This package provides carefully optimized functions for vectorized map, reduction, and map-reduce computation. This is a substantial rewrite. The package has following features:
  • provide a large set of pre-defined functors that cover most typical mathematical computation, and allow user to define customized functors.
  • Functions for element-wise mapping, with different syntax to support different behavior: creating result array, writing to preallocated array, updating an argument array
  • Functions for reduction, map-reduction, reduction/map-reduction along specific dimension(s)
  • Both map, reduction, and map-reduction supports arrays with arbitrary number of dimensions (vector, matrix, cube, ...)
  • Efficient inplace broadcasting computation
Julia already provide many of such functionalities, but it has not been optimized for performance yet. At this moment, the functions provided in this package often yield 2x - 30x speed-up as compared to Julia counter parts (Readme file provides detailed benchmarks).

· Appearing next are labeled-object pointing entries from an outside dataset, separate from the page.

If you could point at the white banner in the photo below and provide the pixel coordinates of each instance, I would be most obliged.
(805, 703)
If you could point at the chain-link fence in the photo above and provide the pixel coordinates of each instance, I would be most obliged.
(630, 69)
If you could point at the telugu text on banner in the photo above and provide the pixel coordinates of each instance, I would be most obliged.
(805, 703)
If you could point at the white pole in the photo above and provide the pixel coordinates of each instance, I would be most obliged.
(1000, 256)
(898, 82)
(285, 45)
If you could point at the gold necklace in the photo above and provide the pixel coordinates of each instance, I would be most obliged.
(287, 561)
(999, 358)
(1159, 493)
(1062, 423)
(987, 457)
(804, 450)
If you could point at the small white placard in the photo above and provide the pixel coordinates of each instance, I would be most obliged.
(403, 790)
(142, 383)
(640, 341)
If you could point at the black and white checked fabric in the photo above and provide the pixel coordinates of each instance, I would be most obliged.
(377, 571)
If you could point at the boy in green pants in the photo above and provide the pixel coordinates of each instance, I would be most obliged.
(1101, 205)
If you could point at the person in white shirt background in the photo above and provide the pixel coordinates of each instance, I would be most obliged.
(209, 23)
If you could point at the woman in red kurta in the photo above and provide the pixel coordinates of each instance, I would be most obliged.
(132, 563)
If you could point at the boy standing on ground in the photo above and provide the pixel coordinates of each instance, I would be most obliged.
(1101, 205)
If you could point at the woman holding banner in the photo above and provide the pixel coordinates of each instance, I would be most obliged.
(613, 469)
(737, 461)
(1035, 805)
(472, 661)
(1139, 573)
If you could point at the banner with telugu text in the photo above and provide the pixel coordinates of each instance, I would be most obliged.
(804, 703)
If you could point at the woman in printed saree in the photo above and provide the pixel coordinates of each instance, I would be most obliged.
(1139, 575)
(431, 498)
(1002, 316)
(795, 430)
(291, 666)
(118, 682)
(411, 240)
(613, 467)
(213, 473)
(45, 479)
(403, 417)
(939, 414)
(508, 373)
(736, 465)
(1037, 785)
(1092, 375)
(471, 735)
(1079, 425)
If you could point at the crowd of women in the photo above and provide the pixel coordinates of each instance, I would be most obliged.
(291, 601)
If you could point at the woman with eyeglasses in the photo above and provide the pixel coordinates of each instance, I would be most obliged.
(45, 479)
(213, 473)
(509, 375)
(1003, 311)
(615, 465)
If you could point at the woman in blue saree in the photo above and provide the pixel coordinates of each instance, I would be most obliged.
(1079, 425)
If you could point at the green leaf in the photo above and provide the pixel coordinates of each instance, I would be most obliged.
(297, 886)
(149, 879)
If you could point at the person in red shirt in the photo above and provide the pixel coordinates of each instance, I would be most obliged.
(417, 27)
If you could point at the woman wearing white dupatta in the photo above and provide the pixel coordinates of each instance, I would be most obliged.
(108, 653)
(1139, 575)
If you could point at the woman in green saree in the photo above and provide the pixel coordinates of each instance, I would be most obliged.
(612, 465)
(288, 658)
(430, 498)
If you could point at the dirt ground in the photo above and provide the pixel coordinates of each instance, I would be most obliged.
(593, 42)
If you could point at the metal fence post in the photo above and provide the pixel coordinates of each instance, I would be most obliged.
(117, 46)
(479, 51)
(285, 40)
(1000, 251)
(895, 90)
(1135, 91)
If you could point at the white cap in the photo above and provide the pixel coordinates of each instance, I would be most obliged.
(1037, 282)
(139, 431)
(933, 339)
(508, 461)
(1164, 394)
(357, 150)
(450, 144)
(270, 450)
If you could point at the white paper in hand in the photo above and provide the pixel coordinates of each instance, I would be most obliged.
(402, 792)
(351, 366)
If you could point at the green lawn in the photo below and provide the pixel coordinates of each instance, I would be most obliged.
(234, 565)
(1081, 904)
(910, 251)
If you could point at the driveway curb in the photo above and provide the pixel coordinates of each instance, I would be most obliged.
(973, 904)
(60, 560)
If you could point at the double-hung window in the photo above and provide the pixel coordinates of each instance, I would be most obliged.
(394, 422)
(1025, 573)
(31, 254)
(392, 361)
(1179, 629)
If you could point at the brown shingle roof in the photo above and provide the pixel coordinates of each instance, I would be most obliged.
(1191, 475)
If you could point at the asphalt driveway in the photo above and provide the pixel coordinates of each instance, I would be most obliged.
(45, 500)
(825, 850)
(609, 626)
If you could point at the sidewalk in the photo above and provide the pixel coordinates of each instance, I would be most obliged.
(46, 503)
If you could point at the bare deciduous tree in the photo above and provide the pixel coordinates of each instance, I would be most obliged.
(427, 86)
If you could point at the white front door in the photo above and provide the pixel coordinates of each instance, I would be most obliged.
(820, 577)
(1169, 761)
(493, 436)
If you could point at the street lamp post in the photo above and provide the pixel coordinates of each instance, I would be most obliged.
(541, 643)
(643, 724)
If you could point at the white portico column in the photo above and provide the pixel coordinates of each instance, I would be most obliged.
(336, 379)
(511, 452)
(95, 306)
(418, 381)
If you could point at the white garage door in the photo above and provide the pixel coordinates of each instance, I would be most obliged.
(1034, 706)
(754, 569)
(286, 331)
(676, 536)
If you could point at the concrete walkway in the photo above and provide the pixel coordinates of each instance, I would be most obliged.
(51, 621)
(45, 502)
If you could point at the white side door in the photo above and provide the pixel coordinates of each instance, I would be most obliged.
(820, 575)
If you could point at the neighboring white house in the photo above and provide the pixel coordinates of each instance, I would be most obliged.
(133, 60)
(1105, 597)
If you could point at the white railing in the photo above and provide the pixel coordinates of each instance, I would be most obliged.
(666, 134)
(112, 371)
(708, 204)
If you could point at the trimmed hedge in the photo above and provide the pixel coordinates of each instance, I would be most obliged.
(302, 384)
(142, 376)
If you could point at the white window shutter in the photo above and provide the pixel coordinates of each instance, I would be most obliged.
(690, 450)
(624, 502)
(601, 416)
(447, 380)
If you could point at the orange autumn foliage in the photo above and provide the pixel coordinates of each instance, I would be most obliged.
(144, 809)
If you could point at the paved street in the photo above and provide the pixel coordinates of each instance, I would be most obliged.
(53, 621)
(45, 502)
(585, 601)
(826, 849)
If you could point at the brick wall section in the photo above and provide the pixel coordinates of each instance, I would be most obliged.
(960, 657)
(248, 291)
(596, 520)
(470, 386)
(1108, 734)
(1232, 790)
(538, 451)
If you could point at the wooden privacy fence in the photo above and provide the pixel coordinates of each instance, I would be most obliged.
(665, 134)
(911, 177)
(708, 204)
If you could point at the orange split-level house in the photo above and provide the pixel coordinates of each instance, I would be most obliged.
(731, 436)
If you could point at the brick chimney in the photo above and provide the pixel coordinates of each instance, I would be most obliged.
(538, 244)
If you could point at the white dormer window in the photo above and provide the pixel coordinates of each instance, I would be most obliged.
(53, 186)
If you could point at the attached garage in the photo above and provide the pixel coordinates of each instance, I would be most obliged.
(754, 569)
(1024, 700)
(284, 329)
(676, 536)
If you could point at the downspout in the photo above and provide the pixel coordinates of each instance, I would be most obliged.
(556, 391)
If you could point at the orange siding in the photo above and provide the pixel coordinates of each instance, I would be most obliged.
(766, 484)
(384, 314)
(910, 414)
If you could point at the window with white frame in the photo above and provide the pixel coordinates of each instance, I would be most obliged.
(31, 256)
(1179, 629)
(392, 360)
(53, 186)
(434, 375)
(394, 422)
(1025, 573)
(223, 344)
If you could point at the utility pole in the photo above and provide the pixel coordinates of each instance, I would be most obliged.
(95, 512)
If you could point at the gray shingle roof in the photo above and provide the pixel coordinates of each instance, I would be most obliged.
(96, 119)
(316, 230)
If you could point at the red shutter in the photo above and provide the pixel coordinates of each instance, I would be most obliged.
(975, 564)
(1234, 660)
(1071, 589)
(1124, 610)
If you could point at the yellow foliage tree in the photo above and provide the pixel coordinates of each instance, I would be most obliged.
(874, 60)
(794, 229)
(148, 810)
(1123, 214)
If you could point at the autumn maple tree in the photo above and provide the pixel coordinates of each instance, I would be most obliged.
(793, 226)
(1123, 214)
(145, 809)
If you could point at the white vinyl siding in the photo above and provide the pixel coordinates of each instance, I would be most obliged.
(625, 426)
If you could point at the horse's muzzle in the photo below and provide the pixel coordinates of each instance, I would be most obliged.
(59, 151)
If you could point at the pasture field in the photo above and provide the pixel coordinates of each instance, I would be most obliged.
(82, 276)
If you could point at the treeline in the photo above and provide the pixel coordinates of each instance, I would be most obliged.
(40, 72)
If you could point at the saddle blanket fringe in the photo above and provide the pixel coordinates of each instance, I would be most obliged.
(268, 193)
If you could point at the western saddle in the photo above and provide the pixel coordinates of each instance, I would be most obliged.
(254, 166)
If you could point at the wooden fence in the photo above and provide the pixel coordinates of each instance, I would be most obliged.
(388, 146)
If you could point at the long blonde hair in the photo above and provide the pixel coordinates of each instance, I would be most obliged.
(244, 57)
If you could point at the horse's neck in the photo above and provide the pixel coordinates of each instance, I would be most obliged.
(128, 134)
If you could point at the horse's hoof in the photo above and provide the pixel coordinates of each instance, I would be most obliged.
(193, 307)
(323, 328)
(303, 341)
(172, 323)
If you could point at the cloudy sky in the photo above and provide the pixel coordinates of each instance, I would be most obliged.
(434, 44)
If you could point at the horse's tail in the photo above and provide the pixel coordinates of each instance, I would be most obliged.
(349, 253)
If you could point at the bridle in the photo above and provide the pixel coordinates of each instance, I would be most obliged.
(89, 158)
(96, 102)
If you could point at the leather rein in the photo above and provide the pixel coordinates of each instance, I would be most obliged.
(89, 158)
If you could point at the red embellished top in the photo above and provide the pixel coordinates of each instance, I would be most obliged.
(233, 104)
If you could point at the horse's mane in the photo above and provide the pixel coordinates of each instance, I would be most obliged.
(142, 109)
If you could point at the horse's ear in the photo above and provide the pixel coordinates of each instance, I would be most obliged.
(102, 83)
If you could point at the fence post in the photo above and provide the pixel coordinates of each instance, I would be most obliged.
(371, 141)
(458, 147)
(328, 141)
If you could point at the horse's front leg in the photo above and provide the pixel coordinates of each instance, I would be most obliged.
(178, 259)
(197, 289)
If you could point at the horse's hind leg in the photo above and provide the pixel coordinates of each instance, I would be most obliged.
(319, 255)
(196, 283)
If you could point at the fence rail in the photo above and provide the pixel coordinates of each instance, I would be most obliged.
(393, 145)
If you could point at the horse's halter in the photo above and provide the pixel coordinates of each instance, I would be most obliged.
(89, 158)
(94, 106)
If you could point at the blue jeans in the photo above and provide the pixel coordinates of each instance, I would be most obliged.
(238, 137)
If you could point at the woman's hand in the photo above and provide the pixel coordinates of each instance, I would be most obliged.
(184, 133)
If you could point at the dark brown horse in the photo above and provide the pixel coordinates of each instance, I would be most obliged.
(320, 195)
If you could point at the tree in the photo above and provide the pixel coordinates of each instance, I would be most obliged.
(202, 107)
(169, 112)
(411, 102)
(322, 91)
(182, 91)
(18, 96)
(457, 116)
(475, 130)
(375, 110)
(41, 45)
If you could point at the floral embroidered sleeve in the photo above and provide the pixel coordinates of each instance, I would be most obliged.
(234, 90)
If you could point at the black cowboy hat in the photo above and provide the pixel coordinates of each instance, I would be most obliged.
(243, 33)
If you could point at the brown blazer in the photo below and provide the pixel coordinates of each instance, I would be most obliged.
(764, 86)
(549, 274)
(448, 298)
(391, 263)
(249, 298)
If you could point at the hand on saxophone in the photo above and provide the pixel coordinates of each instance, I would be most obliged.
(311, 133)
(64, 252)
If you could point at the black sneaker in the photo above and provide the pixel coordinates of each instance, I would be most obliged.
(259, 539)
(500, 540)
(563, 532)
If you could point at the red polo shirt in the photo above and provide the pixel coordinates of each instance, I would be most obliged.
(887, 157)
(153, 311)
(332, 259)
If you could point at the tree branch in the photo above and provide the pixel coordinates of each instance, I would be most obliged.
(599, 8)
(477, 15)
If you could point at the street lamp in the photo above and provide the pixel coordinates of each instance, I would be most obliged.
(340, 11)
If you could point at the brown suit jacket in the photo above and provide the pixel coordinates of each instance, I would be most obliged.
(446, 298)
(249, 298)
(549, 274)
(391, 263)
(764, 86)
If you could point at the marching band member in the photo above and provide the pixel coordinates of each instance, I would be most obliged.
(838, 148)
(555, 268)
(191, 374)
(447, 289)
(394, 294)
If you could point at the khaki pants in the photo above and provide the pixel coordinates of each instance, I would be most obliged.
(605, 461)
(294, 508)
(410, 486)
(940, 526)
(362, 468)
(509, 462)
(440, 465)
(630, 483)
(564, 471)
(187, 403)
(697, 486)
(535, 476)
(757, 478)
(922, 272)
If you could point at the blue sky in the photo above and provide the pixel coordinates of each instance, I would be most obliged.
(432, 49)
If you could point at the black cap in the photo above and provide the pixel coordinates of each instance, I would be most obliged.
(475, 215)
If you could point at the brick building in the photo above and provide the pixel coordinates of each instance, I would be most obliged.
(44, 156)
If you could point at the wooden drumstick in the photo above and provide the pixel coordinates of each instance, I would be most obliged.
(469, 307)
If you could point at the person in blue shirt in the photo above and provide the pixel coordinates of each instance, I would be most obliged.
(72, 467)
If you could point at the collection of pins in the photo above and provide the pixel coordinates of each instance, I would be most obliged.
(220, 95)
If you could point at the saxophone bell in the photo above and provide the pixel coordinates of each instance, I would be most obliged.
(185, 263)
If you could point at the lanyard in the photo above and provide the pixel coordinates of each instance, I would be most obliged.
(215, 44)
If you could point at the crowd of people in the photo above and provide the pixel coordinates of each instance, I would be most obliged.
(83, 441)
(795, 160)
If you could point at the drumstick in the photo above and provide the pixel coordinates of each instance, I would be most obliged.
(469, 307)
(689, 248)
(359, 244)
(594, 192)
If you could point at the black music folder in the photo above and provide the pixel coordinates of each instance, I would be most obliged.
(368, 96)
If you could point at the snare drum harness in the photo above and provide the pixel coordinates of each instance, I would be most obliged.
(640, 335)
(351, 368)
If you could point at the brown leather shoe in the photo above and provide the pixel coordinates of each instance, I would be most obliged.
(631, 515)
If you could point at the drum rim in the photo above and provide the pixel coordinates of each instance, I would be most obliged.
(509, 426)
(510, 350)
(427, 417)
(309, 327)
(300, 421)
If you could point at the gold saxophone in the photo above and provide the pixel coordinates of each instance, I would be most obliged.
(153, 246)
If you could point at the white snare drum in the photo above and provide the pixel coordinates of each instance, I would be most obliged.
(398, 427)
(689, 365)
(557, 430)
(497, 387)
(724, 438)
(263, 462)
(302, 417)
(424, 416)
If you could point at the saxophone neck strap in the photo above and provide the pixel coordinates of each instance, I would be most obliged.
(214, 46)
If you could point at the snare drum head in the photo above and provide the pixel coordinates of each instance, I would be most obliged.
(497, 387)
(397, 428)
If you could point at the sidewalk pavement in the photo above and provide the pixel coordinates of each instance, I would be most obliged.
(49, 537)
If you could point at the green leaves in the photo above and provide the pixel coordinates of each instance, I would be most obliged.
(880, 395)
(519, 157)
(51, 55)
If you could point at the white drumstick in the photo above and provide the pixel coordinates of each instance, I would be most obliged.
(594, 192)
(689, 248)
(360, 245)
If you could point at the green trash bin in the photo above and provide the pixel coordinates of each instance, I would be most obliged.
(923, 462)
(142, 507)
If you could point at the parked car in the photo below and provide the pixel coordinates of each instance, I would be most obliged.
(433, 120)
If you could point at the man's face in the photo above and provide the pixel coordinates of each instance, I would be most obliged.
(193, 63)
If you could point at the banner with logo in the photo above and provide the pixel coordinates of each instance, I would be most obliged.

Such improvement is due to extensive use of performance optimization techniques, such as 
  • perform computation in cache-friendly order
  • complete computation in a single-pass with tight loops, without creating temporary arrays
  • inline computational kernels through typed functors (use of typed functors instead of functions will triggered specialized compilation of methods that would inline the functor evaluation)
  • use linear indexing with pre-computed offset in inner loops
  • exploit opportunities to use BLAS
Overall, this package offers high performance computational support for many practical applications.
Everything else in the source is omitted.